The fundamental problems I see with Mastodon and everything else using an RDB in the back end are:

1. They’re monolithic and won’t scale well.
2. To support huge scale the data would be far better off in object storage which would be a ton cheaper as well
3. If people decide not to go down the small web path, to service large user numbers effectively a Microservices architecture with headless APIs on cloud is probably the way to go.

Just separating storage from compute and horizontal scaling would be a huge step towards effective scale.

What is MACH? (

M: Individual pieces of business functionality that are independently developed, deployed, and managed.

A: All functionality is exposed through an API.

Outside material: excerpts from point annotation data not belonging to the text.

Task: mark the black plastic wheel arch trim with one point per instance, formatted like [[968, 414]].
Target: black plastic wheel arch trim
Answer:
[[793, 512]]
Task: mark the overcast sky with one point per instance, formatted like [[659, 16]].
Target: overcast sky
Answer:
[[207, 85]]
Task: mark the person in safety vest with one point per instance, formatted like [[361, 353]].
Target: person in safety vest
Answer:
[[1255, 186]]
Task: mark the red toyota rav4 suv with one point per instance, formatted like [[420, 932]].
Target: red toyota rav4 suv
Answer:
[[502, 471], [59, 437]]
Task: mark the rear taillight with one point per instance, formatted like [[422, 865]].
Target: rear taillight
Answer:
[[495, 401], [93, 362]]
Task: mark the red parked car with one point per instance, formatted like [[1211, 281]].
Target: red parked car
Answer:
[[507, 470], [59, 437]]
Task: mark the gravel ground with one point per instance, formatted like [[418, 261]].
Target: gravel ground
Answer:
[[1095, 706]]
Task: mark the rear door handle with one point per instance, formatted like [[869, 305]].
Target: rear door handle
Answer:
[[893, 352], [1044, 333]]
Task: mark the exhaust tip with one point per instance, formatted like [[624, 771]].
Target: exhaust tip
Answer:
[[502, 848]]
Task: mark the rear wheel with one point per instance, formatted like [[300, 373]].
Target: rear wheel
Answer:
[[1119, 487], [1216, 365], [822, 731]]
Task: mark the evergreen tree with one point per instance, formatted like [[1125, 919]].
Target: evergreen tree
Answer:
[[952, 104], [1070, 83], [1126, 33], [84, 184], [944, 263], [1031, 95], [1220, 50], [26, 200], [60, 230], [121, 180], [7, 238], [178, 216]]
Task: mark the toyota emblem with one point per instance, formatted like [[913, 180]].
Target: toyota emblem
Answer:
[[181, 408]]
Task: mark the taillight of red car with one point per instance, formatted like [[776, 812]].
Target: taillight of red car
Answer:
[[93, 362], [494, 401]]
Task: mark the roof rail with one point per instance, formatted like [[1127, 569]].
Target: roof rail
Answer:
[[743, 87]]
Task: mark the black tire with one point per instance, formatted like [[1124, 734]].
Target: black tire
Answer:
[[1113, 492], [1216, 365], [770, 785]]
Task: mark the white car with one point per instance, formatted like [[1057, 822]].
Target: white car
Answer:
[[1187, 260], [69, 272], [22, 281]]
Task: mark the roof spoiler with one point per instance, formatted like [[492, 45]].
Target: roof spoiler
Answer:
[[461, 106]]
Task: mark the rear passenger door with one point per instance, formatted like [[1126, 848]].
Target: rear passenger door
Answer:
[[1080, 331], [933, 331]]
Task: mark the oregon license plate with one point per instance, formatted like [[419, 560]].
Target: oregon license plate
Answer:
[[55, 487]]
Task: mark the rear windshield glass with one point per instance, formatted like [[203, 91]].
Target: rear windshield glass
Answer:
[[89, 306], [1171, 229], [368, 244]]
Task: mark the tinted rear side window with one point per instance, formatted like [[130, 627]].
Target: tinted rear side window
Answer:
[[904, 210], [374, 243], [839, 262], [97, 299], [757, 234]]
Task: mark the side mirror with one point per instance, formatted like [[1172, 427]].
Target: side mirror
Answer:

C: SaaS that leverages the cloud, beyond storage and hosting, including elastic scaling and automatically updating.

H: Front-end presentation is decoupled from back-end logic and channel, programming language, and is framework agnostic.

@evan Might be getting a tiny bid ahead of ourselves. :)

@wonky @evan

well, make sure being able to stand the what then, mark.
Saying it ain't sufficient when unable to have the understanding to back it up.
If we had, we wouldn't; have africans talking the jive now would we?
@evan @wonky

then why are they in peril, mark? Tell me, how much has the verse costed so far?

Like terrorists
@evan @wonky

fuck you. because crushing it|?
madame booths whoring objecitng?
@evan @wonky

is it?
how so? Doesn't prove the architecture? I sense anterior motive with africans getting smart
@evan @wonky

believe has a hold because using react? Pretentious somehow

taking how when public property bitch?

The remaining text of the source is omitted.